23. Low Orbit Ion Cannon (LOIC)
Originally designed as a network stress testing tool, LOIC can be weaponized in real-world DDoS attacks. Coded in C#, this open-source software deluges a server with a large number of packets (UPD, TCP, or HTTP) in an attempt to disrupt a target’s operation. This onslaught is usually backed by a botnet consisting of thousands of machines and coordinated by a single user.
24. High Orbit Ion Cannon (HOIC)
HOIC is a publicly accessible application that superseded the above-mentioned LOIC program and has a much bigger disruptive potential than its precursor. It can be used to submit a plethora of GET and HTTP POST requests to a server concurrently, which ends up knocking a target website offline. HOIC can affect up to 256 different domains at the same time.

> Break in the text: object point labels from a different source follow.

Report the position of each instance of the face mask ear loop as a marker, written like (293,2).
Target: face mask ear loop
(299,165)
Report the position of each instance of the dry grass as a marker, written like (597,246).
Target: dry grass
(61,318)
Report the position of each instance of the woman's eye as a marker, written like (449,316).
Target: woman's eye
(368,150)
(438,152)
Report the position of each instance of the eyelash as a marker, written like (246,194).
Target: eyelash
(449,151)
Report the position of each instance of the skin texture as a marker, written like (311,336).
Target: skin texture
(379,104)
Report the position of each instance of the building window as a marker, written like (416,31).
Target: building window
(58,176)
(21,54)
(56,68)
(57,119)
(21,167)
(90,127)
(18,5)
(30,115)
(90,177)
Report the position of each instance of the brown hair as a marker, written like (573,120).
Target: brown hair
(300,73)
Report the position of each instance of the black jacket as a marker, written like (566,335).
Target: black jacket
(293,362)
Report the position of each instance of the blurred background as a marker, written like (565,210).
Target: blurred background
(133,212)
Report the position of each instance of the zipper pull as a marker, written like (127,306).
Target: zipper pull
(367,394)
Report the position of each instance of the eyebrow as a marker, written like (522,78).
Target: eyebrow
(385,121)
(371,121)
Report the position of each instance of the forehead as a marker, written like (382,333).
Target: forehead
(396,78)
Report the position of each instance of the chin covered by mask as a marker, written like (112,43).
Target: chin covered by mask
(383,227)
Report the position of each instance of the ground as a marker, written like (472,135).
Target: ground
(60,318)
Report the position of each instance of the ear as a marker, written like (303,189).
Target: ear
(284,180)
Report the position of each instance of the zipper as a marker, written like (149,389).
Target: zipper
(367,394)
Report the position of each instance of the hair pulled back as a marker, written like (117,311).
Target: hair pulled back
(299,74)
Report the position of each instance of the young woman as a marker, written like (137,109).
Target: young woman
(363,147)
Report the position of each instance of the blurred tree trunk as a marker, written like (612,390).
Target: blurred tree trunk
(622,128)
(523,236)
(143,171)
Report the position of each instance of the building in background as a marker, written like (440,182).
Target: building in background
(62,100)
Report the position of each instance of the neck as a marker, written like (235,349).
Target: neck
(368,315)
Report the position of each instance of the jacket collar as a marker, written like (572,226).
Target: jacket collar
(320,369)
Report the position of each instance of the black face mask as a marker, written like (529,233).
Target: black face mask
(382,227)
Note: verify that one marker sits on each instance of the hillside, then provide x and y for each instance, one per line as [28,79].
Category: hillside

ReDoS stands for “regular expression denial-of-service.” Its goal is to overburden a program’s regular expression implementation with instances of highly complex string search patterns. A malicious actor can trigger a regular expression processing scenario whose algorithmic complexity causes the target system to waste superfluous resources and slow down or crash.
26. Zero-Day DDoS
This term denotes an attack that takes advantage of uncatalogued vulnerabilities in a web server or computer network. Unfortunately, such flaws are surfacing off and on, making the prevention a more challenging task.
A Serious Threat
Although distributed denial-of-service is an old school attack vector, it continues to be a serious threat to organizations. The monthly number of such attacks exceeds 400,000. To top it off, cybercriminals keep adding new DDoS mechanisms to their repertoire and security providers aren’t always prepared to tackle them. Another unnerving thing is that some techniques, including Low and High Orbit Ion Cannon, are open source and can be leveraged by wannabe criminals who lack tech skills. Such an attack may get out of hand and go way beyond the intended damage.
To prevent DDoS attacks and minimize the impact, businesses should learn to proactively identify the red flags; have an appropriate response plan in place; make sure their security posture has no single point of failure, and continuously work on strengthening the network architecture.